Rückwirkend zum 1. März 2015 stiegen auch in Thüringen die Gehälter der Angestellten im Öffentlichen Dienst, rückwirkend zum 1. Januar 2015 die Diäten der Abgeordneten des Thüringer Landtages. Die Besoldungsanpassung für die Thüringer Landes- und Kommunalbeamten wird dem gegenüber voraussichtlich erst ab Dezember kommen, dann rückwirkend zum 1. September dieses Jahres.

Die Besoldungsanpassung für die Beamten wird durch ein Besoldungsanpassungsgesetz geregelt.

Anpassung mit 6 Monaten Verzögerung

Mit dem vorliegenden Entwurf ist eine Anhebung der Bezüge zum 1. September 2015 um 1,9 sowie zum 1. September 2016 um weitere 2,1 Prozent, mindestens aber 75 Euro, vorgesehen. Die Erhöhungen stellen eine wirkungsgleiche Übernahme des Tarifabschlusses dar, da die dort vereinbarten Anpassungen systemgerecht zum weiteren Aufbau der Versorgungsrücklage um 0,2 Prozent gemindert werden.
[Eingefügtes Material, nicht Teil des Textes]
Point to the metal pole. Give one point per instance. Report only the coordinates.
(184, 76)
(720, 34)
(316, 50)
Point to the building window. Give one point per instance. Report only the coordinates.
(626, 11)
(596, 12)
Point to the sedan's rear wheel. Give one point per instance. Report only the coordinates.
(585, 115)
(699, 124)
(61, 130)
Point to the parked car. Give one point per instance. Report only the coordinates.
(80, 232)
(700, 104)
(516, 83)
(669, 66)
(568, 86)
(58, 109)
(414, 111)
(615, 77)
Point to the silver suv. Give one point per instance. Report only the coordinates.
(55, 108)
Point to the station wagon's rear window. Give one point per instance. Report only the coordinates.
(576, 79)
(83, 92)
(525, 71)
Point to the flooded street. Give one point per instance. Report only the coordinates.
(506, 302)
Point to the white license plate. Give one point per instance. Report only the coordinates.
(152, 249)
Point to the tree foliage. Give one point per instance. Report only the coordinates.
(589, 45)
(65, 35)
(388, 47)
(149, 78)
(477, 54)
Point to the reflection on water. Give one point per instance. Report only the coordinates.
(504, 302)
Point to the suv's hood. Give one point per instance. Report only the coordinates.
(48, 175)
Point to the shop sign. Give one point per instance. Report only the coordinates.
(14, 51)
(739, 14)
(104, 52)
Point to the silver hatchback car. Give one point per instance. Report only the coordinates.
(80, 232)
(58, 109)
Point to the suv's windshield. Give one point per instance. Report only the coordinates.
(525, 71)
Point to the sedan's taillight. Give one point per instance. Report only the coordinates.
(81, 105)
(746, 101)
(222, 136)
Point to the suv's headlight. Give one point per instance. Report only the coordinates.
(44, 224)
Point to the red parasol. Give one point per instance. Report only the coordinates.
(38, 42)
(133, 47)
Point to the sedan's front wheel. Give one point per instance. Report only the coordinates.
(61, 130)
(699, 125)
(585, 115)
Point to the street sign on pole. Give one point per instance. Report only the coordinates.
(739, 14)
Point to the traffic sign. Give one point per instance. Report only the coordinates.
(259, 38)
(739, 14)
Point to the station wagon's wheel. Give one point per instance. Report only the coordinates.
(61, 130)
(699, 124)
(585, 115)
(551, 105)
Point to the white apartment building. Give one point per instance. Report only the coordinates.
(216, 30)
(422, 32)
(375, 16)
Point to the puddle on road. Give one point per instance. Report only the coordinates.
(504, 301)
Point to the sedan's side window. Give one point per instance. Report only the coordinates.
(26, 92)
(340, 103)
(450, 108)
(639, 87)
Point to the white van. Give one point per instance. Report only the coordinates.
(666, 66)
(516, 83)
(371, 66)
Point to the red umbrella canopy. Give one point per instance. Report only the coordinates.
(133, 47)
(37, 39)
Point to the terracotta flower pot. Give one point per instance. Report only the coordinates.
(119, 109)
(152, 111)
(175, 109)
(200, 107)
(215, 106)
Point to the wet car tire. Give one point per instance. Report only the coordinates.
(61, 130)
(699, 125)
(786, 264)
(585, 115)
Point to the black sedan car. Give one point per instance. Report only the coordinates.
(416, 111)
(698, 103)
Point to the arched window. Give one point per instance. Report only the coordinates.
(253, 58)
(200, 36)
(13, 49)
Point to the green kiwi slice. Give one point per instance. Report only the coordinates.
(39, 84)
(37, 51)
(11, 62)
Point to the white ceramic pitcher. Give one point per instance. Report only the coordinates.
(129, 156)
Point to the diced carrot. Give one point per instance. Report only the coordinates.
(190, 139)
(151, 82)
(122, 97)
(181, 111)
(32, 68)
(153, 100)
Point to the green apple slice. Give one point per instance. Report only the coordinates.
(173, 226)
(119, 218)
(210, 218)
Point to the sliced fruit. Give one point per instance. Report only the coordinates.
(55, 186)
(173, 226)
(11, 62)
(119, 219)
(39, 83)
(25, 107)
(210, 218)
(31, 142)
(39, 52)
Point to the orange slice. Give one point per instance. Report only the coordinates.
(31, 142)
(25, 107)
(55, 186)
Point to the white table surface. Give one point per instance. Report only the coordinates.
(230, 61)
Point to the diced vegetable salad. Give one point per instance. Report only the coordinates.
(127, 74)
Gleichklang der Statusgruppen ohne Grund aufgegeben

Für den tbb ist dabei nach wie vor inakzeptabel, dass der bewährte Gleichklang der Statusgruppen durch die beabsichtigte sechsmonatige Verschiebung der Anpassungen der Besoldung und Versorgung in den Jahren 2015 und 2016 gegenüber den Tarifbeschäftigten zu Lasten der Beamtinnen und Beamten sowie Richterinnen und Richter aufgegeben wird. Dies stellt eine einseitige Benachteiligung einer Beschäftigtengruppe dar, die nicht zu rechtfertigen ist.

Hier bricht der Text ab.